明らかに佐藤達よりも強いリィカとかいう吸血鬼の少女の登場により俺は内心焦っている。
(あいつ絶対魔王軍に幹部とかだろう。絶対に出てくるに早いって!)
あれはゲームで言うところの負けイベ的な物なのか? そう考えるのは浅はかだと思う。
こっちの世界で死ねば教会で生き返るなんていう甘い考えは捨てておいた方がいい。
所持金の半分で生き返れるのなら安い物だが、今のところ死んだ者が蘇ったという話は聞いたことがないからだ。
これだけ勇者と言う存在に対して信仰心の様な物が根深い世界で勇者が生き返ったと言う情報さえ出てきていないのが事実を助長させていると思う。

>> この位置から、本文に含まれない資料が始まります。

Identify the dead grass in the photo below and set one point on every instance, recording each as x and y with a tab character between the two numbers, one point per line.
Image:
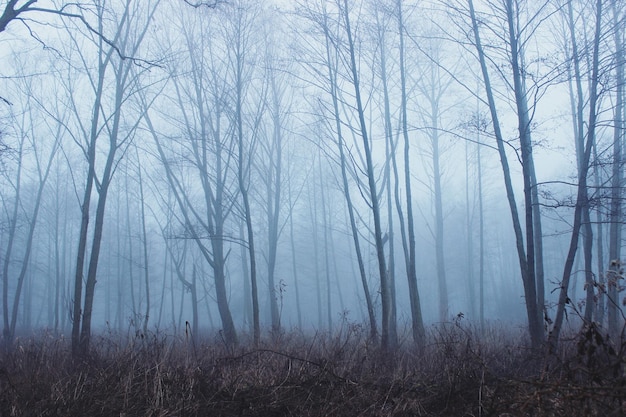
456	373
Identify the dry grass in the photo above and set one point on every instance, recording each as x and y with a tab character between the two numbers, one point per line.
456	374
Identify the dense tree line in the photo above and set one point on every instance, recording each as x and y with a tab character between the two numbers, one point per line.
244	168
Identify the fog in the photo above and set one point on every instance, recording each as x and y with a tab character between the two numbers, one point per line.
247	168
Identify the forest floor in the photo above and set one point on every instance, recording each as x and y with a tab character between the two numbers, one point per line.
457	373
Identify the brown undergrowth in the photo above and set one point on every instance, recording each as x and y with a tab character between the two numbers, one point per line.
456	373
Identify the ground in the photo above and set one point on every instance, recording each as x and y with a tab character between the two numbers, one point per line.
458	372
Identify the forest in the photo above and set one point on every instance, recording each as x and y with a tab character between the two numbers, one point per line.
312	207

この世界で死ねば恐らく現実と同じなのだと今の所結論づけるしかない。
そんなすぐ死ぬかもしれない奴と結婚したら後で悲しむのは彼女の方だろう。
故に俺はこの世界での婚姻は考えないようにしている。
取り敢えず全ての戦争を終えてからでないとそう言う気分にはならないだろうな。
全ての戦争を終える。
つまり魔王の討伐だ。
そんなの何年先になるかも分からない。
それなら着いていくと言われたが、彼女にはこの場所で守るべき部下達がいると言い一蹴した。
優男の命で俺に着いてきてくれているシュナや自分の意思でもう護るものも何もないラカラは別だがな。
優樹は...、幼馴染だからか考えた事ないな。
まっ、あいつは大丈夫だろう。
あっけらかんとしてるしな。
優樹に対する信頼度だけはMAXな俺の発言なのだった。